Rocciata is a rustic apple strudel from Assisi

Rocciata is a rustic apple strudel from Assisi (the red is a sugar and Alkermens glaze ;) )

No. You are not pretty my dear, not even in that red dress. Before baking you, I asked “frog, will you please turn out into a princess?”.

I know frogs are supposed to turn out into a prince, but this one wasn’t promising. Besides, in the fairy tales princes tend to be clad in white. So you stayed frog, thank you very much.

You’re flavorful though, and full of fruity goodness, spices and texture. Slightly crunchy outside with a soft, squishy heart. You are Christmassy as well as Umbrian in your own peasant, medieval, rustic way.

You are not even made with butter, how healthy it’s that at this time of the year?

Recipe

Pastry:

  • 300 gr (3 cups) cake or Italian 00 flour
  • grated rind of 1/2 lemon
  • 5 tablespoon good quality extra virgin olive oil + extra for oiling the pastry
  • 1 tablespoon sugar + extra for sprinkling
  • 1/3 cup white wine
  • 1/4 cup cold water

Filling:

  • 4 large apples, diced small
  • 12o gr (1/2 cup) sugar
  • 1 teaspoon cinnamon
  • 1 tablespoon anise seeds
  • 150 gr (5 oz ) chopped nuts of your choice
  • 150 gr ( 5 oz) rasins or sultanas
  • juice and rind of 1 lemon
  • 3 tablespoon alchermens liqueur.

Alchermens is an Italian speciality which contributes a floral scent and the bright red color to the pastry.

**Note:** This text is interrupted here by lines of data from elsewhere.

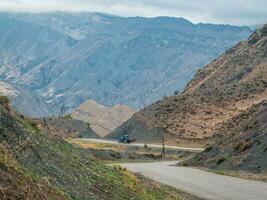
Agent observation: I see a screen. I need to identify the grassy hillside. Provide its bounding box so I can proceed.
[0,98,201,200]
[109,24,267,142]
[184,101,267,180]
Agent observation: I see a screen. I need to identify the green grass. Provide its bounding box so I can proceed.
[0,105,201,200]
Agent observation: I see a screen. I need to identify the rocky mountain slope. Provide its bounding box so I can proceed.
[0,97,199,200]
[33,115,100,139]
[185,100,267,175]
[109,24,267,142]
[0,12,251,116]
[71,100,134,137]
[0,81,55,117]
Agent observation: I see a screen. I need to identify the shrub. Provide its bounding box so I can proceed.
[0,96,10,110]
[64,114,72,119]
[216,157,226,165]
[205,144,213,152]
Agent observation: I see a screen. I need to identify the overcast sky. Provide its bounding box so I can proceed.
[0,0,267,25]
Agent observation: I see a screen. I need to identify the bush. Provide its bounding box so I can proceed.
[216,157,226,165]
[0,96,10,110]
[64,114,72,119]
[205,144,213,152]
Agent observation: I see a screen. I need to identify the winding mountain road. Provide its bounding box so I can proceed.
[120,161,267,200]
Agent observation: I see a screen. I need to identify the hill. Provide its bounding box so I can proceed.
[109,24,267,142]
[0,97,200,200]
[33,115,100,139]
[0,12,251,117]
[71,100,134,137]
[185,100,267,174]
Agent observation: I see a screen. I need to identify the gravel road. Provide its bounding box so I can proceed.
[120,161,267,200]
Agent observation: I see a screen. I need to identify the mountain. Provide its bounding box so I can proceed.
[109,24,267,142]
[0,12,251,116]
[185,100,267,174]
[71,100,134,136]
[0,97,195,200]
[34,115,100,139]
[0,81,55,117]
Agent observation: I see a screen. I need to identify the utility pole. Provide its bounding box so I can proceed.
[157,127,166,158]
[58,103,65,118]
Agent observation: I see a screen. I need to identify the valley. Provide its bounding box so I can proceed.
[0,12,251,117]
[0,5,267,200]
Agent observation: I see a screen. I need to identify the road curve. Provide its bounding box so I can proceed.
[120,161,267,200]
[75,138,204,152]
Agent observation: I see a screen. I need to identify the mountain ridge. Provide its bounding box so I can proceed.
[71,99,134,137]
[109,21,267,142]
[0,13,251,116]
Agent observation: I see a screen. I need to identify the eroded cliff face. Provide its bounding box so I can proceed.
[112,24,267,140]
[0,13,250,115]
[71,100,134,137]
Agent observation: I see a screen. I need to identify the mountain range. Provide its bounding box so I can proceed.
[0,12,251,117]
[71,100,134,137]
[108,24,267,146]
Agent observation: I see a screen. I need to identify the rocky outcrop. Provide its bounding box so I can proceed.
[0,12,251,115]
[112,24,267,141]
[71,100,134,137]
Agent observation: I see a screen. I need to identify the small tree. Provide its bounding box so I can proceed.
[157,127,166,158]
[0,96,10,110]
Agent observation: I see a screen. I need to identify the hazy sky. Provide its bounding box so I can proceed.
[0,0,267,25]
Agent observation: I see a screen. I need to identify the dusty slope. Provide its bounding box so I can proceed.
[0,12,251,116]
[34,115,100,139]
[186,100,267,173]
[0,81,55,117]
[110,24,267,141]
[71,100,134,136]
[0,99,196,200]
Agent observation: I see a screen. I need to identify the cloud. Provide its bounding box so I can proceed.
[0,0,267,25]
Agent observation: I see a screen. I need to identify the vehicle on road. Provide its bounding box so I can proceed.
[118,135,135,144]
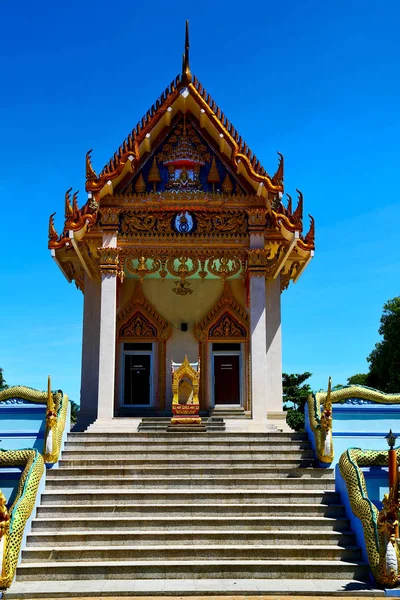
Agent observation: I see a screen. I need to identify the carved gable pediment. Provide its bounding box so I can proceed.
[117,283,172,341]
[125,114,248,199]
[194,281,249,342]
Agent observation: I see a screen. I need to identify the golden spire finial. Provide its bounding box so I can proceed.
[181,20,192,84]
[47,375,54,412]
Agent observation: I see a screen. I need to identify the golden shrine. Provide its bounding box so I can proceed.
[49,22,314,427]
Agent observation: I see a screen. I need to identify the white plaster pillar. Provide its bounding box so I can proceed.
[77,272,101,430]
[246,208,268,422]
[250,271,267,421]
[266,275,283,418]
[97,231,119,420]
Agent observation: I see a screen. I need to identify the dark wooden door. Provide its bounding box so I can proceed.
[214,354,240,404]
[124,354,151,405]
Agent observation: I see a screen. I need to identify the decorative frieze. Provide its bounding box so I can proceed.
[246,208,268,233]
[97,246,124,281]
[100,207,121,230]
[247,246,281,278]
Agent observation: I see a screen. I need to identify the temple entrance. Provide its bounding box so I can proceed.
[213,344,241,405]
[123,344,153,407]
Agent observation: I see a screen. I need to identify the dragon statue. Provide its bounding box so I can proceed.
[0,377,69,464]
[339,448,400,588]
[307,378,400,465]
[0,450,44,590]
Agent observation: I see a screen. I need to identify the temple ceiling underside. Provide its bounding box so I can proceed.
[49,29,315,296]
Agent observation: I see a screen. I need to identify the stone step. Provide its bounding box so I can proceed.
[65,439,311,455]
[47,463,333,481]
[46,473,335,491]
[32,514,349,532]
[17,548,368,581]
[61,448,314,465]
[3,577,385,600]
[59,452,314,468]
[67,431,308,445]
[41,486,340,507]
[28,523,355,552]
[36,502,344,519]
[22,543,361,563]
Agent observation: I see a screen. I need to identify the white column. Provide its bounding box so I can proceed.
[97,231,118,420]
[77,273,101,430]
[250,273,267,420]
[266,275,283,418]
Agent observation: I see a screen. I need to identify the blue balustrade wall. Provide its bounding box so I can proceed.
[305,398,400,572]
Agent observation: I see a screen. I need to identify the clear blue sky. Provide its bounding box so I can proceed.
[0,0,400,401]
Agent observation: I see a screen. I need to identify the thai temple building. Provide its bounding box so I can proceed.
[49,21,314,427]
[4,23,400,600]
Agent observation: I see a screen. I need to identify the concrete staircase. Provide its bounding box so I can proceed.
[7,431,376,598]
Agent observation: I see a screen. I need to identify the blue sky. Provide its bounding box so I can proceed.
[0,0,400,401]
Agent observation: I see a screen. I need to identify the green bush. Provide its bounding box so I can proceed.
[286,408,304,433]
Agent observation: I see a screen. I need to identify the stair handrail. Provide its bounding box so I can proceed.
[0,449,45,590]
[307,378,400,465]
[339,448,400,588]
[0,376,69,464]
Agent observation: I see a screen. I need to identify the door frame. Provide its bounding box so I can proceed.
[211,342,244,408]
[119,342,156,408]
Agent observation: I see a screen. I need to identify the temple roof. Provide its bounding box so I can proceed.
[49,25,315,288]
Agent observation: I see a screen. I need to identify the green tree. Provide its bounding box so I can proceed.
[0,369,8,392]
[347,373,368,385]
[367,296,400,394]
[282,371,312,431]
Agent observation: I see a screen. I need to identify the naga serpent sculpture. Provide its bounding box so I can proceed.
[339,448,400,587]
[307,380,400,464]
[0,449,44,590]
[0,378,69,464]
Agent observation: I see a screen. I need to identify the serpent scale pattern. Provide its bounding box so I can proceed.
[0,385,69,463]
[0,449,44,589]
[339,448,400,587]
[307,385,400,464]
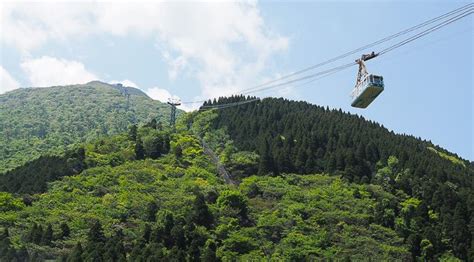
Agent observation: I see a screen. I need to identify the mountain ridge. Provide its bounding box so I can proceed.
[0,81,174,173]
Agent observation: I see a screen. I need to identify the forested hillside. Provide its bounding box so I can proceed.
[204,97,474,259]
[0,122,410,261]
[0,81,174,173]
[0,97,474,261]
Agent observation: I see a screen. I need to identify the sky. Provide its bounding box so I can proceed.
[0,0,474,161]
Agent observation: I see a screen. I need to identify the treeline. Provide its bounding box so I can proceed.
[204,96,474,259]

Read here to learn how to substitute and here about it’s tradition.

Make the pastry by mixing all ingredients to obtain a firm dough. Cover and let it rest at least 30 min so it will be easier to roll.

Peel and dice apples, transfer into a bowl and add all other ingredients. In contrast with the dough, make the filling just before you need it to avoid release of juices wich will break the pastry while baking.

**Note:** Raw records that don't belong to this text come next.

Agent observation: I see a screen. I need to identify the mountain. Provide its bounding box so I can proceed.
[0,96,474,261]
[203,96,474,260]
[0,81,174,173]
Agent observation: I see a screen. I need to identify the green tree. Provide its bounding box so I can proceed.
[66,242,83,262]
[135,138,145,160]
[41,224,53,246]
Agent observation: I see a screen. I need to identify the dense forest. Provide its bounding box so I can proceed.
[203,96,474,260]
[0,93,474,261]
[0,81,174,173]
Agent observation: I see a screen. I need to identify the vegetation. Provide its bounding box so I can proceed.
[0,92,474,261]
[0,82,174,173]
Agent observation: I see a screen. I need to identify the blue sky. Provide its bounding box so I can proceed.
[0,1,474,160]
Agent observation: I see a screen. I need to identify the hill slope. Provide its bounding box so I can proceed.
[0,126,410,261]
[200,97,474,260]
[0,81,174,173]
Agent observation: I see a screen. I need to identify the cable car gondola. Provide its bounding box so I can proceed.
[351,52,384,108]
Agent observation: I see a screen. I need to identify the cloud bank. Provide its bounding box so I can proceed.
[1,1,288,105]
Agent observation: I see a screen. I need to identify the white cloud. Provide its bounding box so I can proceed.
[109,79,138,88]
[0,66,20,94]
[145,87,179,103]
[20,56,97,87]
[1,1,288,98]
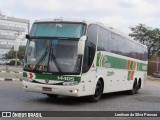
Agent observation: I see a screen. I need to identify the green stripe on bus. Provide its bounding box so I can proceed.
[96,52,147,71]
[23,72,81,82]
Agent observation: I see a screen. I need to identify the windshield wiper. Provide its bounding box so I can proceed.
[36,50,48,66]
[50,49,62,72]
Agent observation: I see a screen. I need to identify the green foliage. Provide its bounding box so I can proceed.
[129,24,160,58]
[4,46,25,60]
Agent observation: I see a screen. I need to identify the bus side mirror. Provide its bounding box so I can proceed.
[78,36,87,55]
[26,34,30,39]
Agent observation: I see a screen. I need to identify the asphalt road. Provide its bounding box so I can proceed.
[0,79,160,120]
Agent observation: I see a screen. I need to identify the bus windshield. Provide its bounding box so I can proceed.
[30,22,85,38]
[24,39,81,74]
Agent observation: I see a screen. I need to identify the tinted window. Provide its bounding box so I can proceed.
[109,32,117,53]
[118,35,126,55]
[126,40,132,57]
[98,27,109,51]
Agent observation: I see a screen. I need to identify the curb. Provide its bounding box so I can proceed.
[0,78,22,81]
[0,71,23,74]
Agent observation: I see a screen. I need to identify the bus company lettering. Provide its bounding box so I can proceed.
[57,76,75,81]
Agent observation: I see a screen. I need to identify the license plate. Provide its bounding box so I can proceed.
[42,87,52,91]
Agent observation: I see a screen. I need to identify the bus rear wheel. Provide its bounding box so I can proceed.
[128,80,138,95]
[89,80,103,102]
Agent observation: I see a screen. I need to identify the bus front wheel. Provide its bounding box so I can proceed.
[89,80,103,102]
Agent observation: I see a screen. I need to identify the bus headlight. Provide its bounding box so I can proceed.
[63,81,78,86]
[23,78,33,82]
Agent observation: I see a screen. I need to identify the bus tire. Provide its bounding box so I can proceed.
[46,94,58,99]
[128,79,138,95]
[89,80,103,102]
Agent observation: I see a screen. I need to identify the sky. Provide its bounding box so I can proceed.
[0,0,160,34]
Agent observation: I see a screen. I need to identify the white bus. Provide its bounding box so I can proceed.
[23,19,147,102]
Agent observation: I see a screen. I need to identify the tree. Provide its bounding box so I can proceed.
[4,46,25,60]
[129,24,160,58]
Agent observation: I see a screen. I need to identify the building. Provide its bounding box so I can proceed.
[0,14,30,59]
[148,54,160,75]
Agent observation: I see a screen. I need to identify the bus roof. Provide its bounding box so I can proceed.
[34,17,147,47]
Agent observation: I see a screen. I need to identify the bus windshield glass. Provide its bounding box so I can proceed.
[30,22,85,38]
[24,39,81,74]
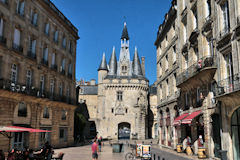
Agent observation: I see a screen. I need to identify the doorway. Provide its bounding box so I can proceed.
[118,122,131,139]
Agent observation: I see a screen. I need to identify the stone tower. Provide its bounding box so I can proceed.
[96,23,148,139]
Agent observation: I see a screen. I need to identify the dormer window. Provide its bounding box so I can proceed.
[122,66,127,73]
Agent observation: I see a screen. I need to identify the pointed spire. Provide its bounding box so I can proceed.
[98,52,108,71]
[108,46,117,75]
[121,22,129,40]
[132,47,143,76]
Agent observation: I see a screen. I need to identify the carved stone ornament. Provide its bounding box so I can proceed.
[115,104,124,115]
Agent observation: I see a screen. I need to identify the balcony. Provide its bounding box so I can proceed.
[0,36,7,45]
[189,28,199,45]
[215,73,240,97]
[41,58,48,66]
[12,43,23,54]
[0,79,76,104]
[177,55,217,90]
[51,64,57,71]
[202,15,213,35]
[68,73,72,79]
[27,51,37,60]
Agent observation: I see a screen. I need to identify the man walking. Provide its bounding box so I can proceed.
[92,139,98,160]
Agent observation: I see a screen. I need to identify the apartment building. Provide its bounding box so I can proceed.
[0,0,79,150]
[155,0,179,148]
[155,0,240,159]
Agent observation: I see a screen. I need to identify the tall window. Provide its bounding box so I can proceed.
[68,63,72,75]
[192,8,198,29]
[44,23,49,35]
[62,110,67,120]
[43,107,49,118]
[29,37,37,56]
[50,79,54,96]
[173,45,176,63]
[13,28,21,48]
[59,127,68,142]
[53,30,58,42]
[117,91,123,101]
[182,17,187,44]
[224,53,233,85]
[205,0,212,17]
[62,37,67,48]
[184,54,188,69]
[221,1,230,33]
[26,70,32,88]
[11,64,17,83]
[17,0,25,16]
[59,82,63,96]
[60,58,66,72]
[165,55,168,70]
[40,76,45,93]
[166,79,170,97]
[31,10,38,26]
[52,53,56,66]
[159,62,162,77]
[18,103,27,117]
[68,41,72,53]
[0,17,4,37]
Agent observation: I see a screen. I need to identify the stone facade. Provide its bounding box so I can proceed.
[0,0,79,150]
[156,0,240,159]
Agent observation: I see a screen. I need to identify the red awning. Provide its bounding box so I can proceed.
[182,110,202,124]
[173,113,188,125]
[0,126,51,133]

Now roll the dough into a long rectangular shape wich must be about 25 cm (10 inch) wide. The pastry must be as thin as possible but it should not break otherwise the filling will pour off the gaps. Brush the pastry sheet with 1 tablespoon olive oil and sprinkle lightly with 1 additional tablespoon sugar.

Spread the fruit down the length of the pastry to within 1 inch of the edges.  Roll up from a long edge. Brush lightly with olive oil. Shape the roll into a coil and place on a baking sheet lined with parchment paper. Drizzle with 1-2 tablespoon extra Alchermens for decoration.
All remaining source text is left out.